Понимаешь, пройдёт два-три десятка лет — и будут писать: «В великую эпоху 50-х годов XX века...» А мы часто не ощущаем, за туманом бытовых мелочей, за мелочью своих личных делишек и мыслишек, в какое легендарное время мы живём. И я, чёрт побери, горд тем, что именно в такие времена я стал солдатом. Что бескорыстнее, проще и незаметнее солдатского подвига — ежегодного, ежечасного! Вы ищете в подвиге чего-то яркого, ослепительного, бьющего в глаза. Но вся жизнь солдата есть подвиг. Если вы поймёте, что такое стокилометровый марш на лыжах на двое бессонных суток, что такое тепло костра на привале, если вы поймёте, что такое глоток воды из лесного болотца после похода в июльскую жару,— вы поймёте и это.
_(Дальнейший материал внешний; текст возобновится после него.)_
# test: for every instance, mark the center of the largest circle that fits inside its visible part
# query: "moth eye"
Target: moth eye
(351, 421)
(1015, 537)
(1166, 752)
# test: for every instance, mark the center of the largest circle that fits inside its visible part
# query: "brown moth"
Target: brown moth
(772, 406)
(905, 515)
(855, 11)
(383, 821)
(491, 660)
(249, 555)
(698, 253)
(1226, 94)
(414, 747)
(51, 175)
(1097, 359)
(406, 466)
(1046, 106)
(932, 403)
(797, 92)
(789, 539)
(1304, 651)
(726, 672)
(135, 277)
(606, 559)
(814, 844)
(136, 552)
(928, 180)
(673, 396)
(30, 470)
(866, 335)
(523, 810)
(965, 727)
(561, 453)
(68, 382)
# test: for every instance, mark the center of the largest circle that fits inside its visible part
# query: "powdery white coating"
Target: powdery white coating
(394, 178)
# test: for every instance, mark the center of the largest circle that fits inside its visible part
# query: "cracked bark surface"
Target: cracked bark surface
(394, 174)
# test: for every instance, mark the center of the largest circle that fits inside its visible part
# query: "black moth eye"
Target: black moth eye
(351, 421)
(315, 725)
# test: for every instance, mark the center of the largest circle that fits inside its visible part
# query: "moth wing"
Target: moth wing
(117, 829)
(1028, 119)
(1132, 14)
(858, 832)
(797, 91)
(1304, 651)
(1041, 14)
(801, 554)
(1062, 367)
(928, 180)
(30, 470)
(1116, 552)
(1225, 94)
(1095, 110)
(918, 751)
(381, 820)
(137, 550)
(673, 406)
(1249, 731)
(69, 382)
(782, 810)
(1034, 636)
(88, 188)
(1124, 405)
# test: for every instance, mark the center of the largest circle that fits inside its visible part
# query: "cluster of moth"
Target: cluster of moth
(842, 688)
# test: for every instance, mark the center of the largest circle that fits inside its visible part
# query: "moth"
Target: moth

«О Русь моя, жена моя!» — как хорошо сказал Блок! Именно так: жена. Не влюблённость,— а любовь без пылких объяснений — неизменная и навсегда. И кто больше, чем солдат, слит с Родиной? Для него есть одно веление, один приказ, одно желание, одна награда — Родины. Сегодня он спит, ест, пьёт, читает, мечтает... Ему сказали — иди! Он идёт, не спрашивая — куда, идёт в пыли или по снегу, по болотам или сквозь леса, чтобы дойти или умереть — нет, победить!

Его любовь к Родине мерится потом и кровью, мера его любви — жизнь. И не нужен ему комфорт, не думает он о мягких диванах, дубовых шкафах и сервизах китайского фарфора — котелок, да фляга с чистой водой, да пачка махорки, да иголка с ниткой в шапке, да томик Маяковского в вещмешке,— вот и всё, что ему нужно. У него на ногах — мокрые от пота портянки, у него за плечами — будущее мира!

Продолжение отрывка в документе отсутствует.